Originally Posted by altSwift
$\noindent Given z = x + iy is a variable point and \alpha = a + ib is a fixed point on the Argand plane,$

$\noindent (i) Show that z\alpha -\bar{z}\bar{\alpha} = 0 represents a straight line through the origin O$

$\noindent (ii) Suppose that z\textsubscript{1} and z\textsubscript{2} are the solutions to the simultaneous equations: z\alpha -\bar{z}\bar{\alpha} = 0 and \mid z - \beta \mid = k , where \beta = p + iq , and where p, q and k are positive real numbers, show that \mid z\textsubscript{1} \mid \mid z\textsubscript{2} \mid = \mid p^2 + q^2 - k^2 \mid$
Originally Posted by mrbunton
ya rip me. i misinterpreted what z as a variable point meant. i thought it meant z could be anything and that the line was dependent on what z was; although that doesnt make much sense once you think about it.
$\noindent Hint: Draw the loci on an argand diagram and consider circle geometry theorems$

4. ## Re: HSC 2018 MX2 Marathon

What is the solution of z^2 = i*(conjugate of z)

5. ## Re: HSC 2018 MX2 Marathon

x² − y² = y & 2xy = x
x=0, y = -1,0
or
y=½, x = ±½√3

Sent from my iPhone using Tapatalk

6. ## Re: HSC 2018 MX2 Marathon

Originally Posted by altSwift
$\noindent Given z = x + iy is a variable point and \alpha = a + ib is a fixed point on the Argand plane,$

$\noindent (i) Show that z\alpha -\bar{z}\bar{\alpha} = 0 represents a straight line through the origin O$

$\noindent (ii) Suppose that z\textsubscript{1} and z\textsubscript{2} are the solutions to the simultaneous equations: z\alpha -\bar{z}\bar{\alpha} = 0 and \mid z - \beta \mid = k , where \beta = p + iq , and where p, q and k are positive real numbers, show that \mid z\textsubscript{1} \mid \mid z\textsubscript{2} \mid = \mid p^2 + q^2 - k^2 \mid$
i)
\begin{aligned} z\alpha - \bar{z}\bar{\alpha} &= 0 \\ z\alpha &= \overline{z\alpha} \\ \mathrm{Im}(z\alpha) &= 0\end{aligned}

i.e. $z\alpha \in \mathbb{R}$. But,

$\mathrm{Im}(z\alpha) = \mathrm{Im}((x+iy)(a+ib)) = bx + ay$

Therefore the locus of $z\alpha - \bar{z}\bar{\alpha} = 0$ is the line $bx + ay = 0$, which is linear and passes through $O$.

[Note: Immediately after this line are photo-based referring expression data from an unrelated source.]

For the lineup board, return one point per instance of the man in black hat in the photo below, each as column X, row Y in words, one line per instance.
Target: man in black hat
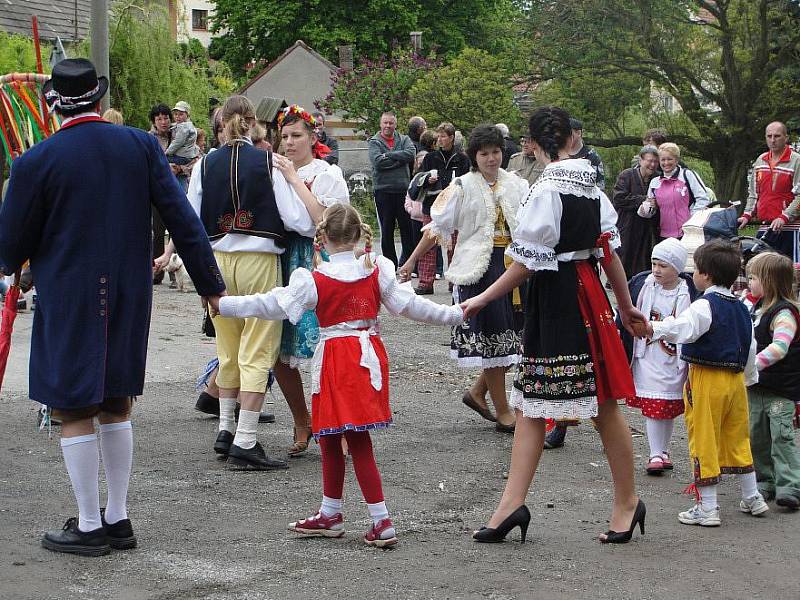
column 580, row 150
column 79, row 207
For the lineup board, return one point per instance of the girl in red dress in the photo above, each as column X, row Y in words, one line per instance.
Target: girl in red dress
column 350, row 371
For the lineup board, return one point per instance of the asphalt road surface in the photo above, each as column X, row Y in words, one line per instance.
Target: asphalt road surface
column 207, row 532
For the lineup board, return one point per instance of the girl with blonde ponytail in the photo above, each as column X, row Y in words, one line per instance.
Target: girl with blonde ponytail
column 350, row 370
column 250, row 213
column 319, row 185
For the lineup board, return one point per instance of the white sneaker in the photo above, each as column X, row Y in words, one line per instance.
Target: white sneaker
column 755, row 505
column 697, row 515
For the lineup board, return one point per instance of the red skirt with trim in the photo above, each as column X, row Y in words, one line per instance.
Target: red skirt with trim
column 611, row 370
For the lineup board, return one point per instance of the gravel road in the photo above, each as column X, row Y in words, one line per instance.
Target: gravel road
column 206, row 532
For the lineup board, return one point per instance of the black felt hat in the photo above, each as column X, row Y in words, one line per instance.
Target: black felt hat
column 74, row 86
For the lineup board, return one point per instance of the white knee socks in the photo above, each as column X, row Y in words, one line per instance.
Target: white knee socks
column 246, row 431
column 659, row 433
column 708, row 496
column 116, row 446
column 748, row 483
column 227, row 414
column 83, row 463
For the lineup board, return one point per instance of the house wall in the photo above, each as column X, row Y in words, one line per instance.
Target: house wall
column 299, row 77
column 185, row 29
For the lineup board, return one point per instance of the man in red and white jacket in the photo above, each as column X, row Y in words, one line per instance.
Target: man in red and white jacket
column 775, row 193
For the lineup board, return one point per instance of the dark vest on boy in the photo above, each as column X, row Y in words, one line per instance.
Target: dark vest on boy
column 726, row 345
column 237, row 194
column 783, row 377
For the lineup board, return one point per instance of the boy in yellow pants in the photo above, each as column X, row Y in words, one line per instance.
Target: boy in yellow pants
column 716, row 337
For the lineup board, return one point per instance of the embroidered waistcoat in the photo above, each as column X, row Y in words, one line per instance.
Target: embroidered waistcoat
column 476, row 226
column 237, row 194
column 726, row 344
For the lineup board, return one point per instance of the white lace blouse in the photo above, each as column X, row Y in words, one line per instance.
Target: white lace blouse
column 539, row 218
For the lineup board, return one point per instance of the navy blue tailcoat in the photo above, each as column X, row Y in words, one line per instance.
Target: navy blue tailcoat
column 78, row 206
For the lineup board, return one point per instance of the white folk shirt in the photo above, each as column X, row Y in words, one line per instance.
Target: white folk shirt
column 293, row 213
column 695, row 322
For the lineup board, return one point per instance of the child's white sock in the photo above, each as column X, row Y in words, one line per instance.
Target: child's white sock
column 116, row 445
column 83, row 464
column 659, row 431
column 246, row 431
column 708, row 496
column 378, row 512
column 330, row 506
column 227, row 414
column 749, row 484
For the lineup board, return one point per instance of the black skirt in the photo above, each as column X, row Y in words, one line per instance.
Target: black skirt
column 492, row 337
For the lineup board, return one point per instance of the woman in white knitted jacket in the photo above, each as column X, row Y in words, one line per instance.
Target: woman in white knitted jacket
column 482, row 207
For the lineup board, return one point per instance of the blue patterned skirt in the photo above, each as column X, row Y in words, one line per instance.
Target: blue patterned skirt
column 298, row 341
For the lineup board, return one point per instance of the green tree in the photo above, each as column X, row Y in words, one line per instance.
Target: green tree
column 17, row 54
column 148, row 67
column 375, row 86
column 261, row 31
column 473, row 88
column 728, row 63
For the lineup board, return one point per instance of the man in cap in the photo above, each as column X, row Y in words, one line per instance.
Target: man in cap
column 79, row 207
column 580, row 150
column 524, row 163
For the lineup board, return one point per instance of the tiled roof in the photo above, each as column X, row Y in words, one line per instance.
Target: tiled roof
column 56, row 17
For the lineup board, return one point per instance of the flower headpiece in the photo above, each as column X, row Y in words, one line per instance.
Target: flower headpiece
column 295, row 109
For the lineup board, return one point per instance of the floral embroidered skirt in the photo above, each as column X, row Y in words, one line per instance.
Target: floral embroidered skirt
column 298, row 341
column 492, row 337
column 573, row 357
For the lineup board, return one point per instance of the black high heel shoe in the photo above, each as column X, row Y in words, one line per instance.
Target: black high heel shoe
column 623, row 537
column 520, row 517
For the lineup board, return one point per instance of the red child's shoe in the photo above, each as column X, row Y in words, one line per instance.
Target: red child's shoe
column 381, row 535
column 667, row 462
column 320, row 525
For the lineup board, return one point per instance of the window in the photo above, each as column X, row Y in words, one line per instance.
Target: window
column 200, row 20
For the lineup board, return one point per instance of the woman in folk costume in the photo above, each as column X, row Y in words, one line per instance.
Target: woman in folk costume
column 320, row 185
column 573, row 363
column 658, row 373
column 350, row 371
column 248, row 217
column 482, row 206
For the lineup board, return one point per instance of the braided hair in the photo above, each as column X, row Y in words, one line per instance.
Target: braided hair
column 342, row 224
column 550, row 129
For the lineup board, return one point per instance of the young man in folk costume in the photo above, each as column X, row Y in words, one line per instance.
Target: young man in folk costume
column 94, row 181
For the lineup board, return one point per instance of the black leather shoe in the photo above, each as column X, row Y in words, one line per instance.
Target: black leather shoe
column 72, row 540
column 223, row 443
column 120, row 534
column 208, row 404
column 254, row 459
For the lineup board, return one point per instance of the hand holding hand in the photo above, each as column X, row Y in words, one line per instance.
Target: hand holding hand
column 404, row 272
column 473, row 306
column 160, row 263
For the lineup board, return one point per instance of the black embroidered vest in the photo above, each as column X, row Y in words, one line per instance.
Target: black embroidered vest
column 726, row 345
column 237, row 194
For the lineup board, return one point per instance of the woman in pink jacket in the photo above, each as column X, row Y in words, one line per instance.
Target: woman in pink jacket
column 676, row 194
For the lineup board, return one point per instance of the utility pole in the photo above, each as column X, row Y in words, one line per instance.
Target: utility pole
column 99, row 28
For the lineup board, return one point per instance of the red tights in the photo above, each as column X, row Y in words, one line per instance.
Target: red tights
column 360, row 447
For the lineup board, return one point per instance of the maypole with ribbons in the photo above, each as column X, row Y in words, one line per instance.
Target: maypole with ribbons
column 24, row 119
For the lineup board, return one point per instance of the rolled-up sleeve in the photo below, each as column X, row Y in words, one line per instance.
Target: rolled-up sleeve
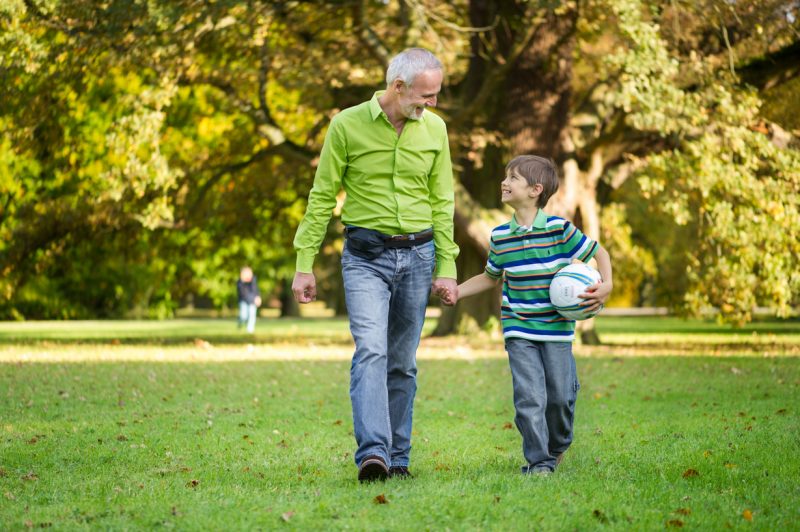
column 442, row 209
column 322, row 198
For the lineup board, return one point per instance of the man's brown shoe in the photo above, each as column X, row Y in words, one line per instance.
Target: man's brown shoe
column 372, row 468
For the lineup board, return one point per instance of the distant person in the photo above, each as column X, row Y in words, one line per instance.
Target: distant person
column 524, row 254
column 391, row 156
column 249, row 299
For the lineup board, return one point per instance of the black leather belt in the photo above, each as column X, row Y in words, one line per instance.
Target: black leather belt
column 409, row 240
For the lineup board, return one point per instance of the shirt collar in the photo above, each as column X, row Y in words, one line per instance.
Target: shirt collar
column 540, row 222
column 375, row 108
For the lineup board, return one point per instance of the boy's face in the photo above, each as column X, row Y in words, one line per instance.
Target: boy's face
column 516, row 191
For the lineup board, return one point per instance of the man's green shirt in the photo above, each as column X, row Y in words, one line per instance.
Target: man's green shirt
column 394, row 184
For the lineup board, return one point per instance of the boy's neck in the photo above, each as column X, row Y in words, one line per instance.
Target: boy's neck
column 526, row 214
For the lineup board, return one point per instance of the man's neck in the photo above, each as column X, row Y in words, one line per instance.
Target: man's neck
column 392, row 110
column 526, row 214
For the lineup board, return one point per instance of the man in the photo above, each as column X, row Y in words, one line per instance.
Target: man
column 392, row 157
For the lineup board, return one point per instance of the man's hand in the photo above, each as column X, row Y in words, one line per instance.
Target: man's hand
column 595, row 296
column 446, row 289
column 304, row 287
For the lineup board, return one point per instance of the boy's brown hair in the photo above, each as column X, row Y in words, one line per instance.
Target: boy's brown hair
column 536, row 171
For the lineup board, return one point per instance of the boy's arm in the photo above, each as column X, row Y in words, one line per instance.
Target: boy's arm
column 597, row 294
column 475, row 285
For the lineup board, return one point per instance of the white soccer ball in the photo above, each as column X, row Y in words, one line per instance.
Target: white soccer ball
column 568, row 283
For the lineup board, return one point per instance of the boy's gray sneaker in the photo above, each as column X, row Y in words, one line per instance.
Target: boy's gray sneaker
column 372, row 468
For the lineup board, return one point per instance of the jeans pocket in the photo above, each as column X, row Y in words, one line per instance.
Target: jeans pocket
column 426, row 251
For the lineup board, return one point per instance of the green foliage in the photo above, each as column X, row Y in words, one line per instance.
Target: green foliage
column 148, row 148
column 726, row 191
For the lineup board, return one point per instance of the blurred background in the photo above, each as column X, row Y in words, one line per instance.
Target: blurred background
column 150, row 148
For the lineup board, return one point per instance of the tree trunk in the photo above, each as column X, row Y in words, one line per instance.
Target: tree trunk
column 529, row 109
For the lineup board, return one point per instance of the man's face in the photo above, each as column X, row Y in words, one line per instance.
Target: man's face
column 415, row 98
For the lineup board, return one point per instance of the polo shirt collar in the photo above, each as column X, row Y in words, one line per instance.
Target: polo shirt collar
column 540, row 222
column 375, row 108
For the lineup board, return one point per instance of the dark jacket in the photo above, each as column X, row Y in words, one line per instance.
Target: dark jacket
column 248, row 291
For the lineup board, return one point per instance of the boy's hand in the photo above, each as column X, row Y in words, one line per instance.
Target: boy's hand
column 447, row 290
column 596, row 295
column 304, row 287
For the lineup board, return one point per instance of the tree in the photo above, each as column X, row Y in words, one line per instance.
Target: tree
column 183, row 137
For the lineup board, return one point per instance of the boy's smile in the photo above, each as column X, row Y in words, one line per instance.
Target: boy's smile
column 515, row 190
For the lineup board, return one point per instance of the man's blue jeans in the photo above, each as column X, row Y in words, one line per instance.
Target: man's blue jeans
column 247, row 315
column 545, row 390
column 386, row 299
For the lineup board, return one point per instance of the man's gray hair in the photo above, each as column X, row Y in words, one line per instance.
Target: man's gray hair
column 406, row 65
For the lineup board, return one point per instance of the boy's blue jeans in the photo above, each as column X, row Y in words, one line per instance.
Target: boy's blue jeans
column 386, row 299
column 545, row 389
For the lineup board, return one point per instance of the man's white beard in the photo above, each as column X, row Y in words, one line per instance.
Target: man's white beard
column 411, row 112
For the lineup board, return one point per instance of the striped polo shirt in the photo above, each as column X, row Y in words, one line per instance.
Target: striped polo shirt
column 527, row 258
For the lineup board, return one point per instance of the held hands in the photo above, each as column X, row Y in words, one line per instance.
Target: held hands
column 447, row 290
column 596, row 295
column 304, row 287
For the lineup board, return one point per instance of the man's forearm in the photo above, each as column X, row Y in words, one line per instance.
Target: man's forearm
column 479, row 283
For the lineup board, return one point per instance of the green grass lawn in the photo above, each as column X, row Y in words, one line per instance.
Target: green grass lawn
column 121, row 425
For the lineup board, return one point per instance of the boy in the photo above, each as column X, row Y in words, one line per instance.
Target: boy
column 525, row 253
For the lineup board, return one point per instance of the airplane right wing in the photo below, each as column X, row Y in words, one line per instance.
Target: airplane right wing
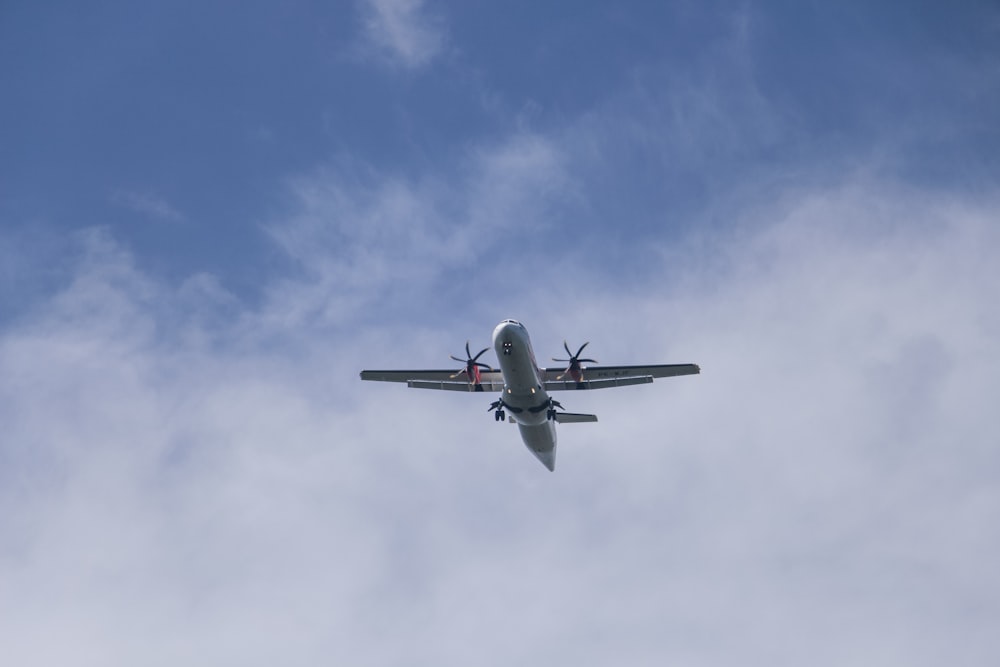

The exception is when $\alpha = 0$, where the locus of $z$ is all complex numbers $z \in \mathbb{C}$. Going off the question, I will assume $\alpha$ is nonzero.

ii)
\begin{aligned}|z-\beta| &= k \\ (x-p)^2+(y-q)^2 &= k^2 \end{aligned}

Using a substitution obtainable from the locus from i), $y = -\frac{b}{a}x,\, a \neq 0$, we have

\begin{aligned}(x-p)^2+\left(-\frac{b}{a}x-q\right)^2 &= k^2 \\ (x-p)^2+\left(\frac{b}{a}x+q\right)^2 &= k^2 \end{aligned}

Simplify and we get the quadratic equation

$\left(1+\frac{b^2}{a^2}\right)x^2 + \left(\frac{2bq}{a}-2p\right)x + (p^2+q^2-k^2) = 0$

Let the roots be $x_1, \, x_2$. Then, using the product of roots formula,

$x_1x_2 = (p^2+q^2-k^2)\left(\frac{a^2}{a^2+b^2}\right) \noindent\rule{1.5cm}{0.4pt}\, (1)$

Which I will call equation $(1)$. Now,

\begin{aligned} |z_1||z_2| &= \sqrt{x_1\,^2+\frac{b^2}{a^2}x_1\,^2} \times \sqrt{x_2\,^2+\frac{b^2}{a^2}x_2\,^2} \\ &= x_1x_2 \sqrt{1 + 2\frac{b^2}{a^2}+\frac{b^4}{a^4}}\\ &= x_1x_2\left(1+\frac{b^2}{a^2}\right) \\ &= x_1x_2\left(\frac{a^2+b^2}{a^2}\right) \end{aligned}

Using equation $(1)$,

\begin{aligned} |z_1||z_2| &= (p^2+q^2-k^2)\left(\frac{a^2}{a^2+b^2}\right)\left(\frac{a^ 2+b^2}{a^2}\right) \end{aligned}

Therefore,

$|z_1||z_2| &= p^2+q^2-k^2 \implies |z_1||z_2| = |p^2+q^2-k^2|$, for $a \neq 0$.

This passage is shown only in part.